Outgoing U.S. Gen. Ray Odierno warned that China is one of the top four menaces that the U.S. will have to face in coming years. It's a big one, not only because of China's implacable will to build islands against its neighbors' wishes but also because so much is at stake:
The freedom of the seas — the basis for the prosperity and peace of our Southeast Asian and Northeast Asian friends and allies — is under threat.
It doesn't take an expert to recognize that China's move therefore ultimately means a challenge to the U.S., whose own basis of global power is in its navy.
A Pentagon report issued Thursday warns that China's behavior is worse than anyone imagined. During the first half of the year, in the Spratly Islands — a chain of rocks of little use to anyone but Vietnamese, Filipino and Malaysian fishermen needing a place to protect boats in a storm — Beijing built 2,900 acres of landmass, far more than the Pentagon's earlier estimate of 2,000 acres. Last year, it counted just 500 reclaimed acres.
What does China want with all this new land in waters that until now have always been the territory of Asia's littoral states? If its past conduct toward U.S. aircraft in the area is any indicator — it's demanded that U.S. planes check in with Chinese authorities anywhere in the vicinity of its shores — then the aim is dominance.

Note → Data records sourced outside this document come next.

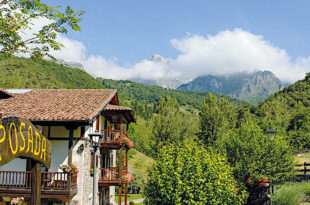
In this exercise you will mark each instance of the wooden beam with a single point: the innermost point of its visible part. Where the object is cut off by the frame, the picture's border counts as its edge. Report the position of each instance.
(70, 144)
(120, 164)
(126, 193)
(35, 183)
(126, 160)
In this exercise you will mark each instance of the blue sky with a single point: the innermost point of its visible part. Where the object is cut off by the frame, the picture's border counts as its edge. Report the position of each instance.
(127, 31)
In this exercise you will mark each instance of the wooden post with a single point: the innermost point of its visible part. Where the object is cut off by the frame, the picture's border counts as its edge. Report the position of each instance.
(120, 167)
(126, 161)
(70, 144)
(126, 193)
(120, 175)
(70, 147)
(126, 173)
(35, 183)
(120, 194)
(121, 127)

The hard numbers show it, too. In 2014, Swedish security institute SIPRI reported that Chinese military spending rose 9.7%, while spending in the region as a whole declined 1.5%.
China has no military threat to worry about. It just wants dominance, not only to distract from its economic failures but also to get its claws in while U.S. leadership is weak and its military expenditures are falling. It's well past time for the U.S. to reverse this course.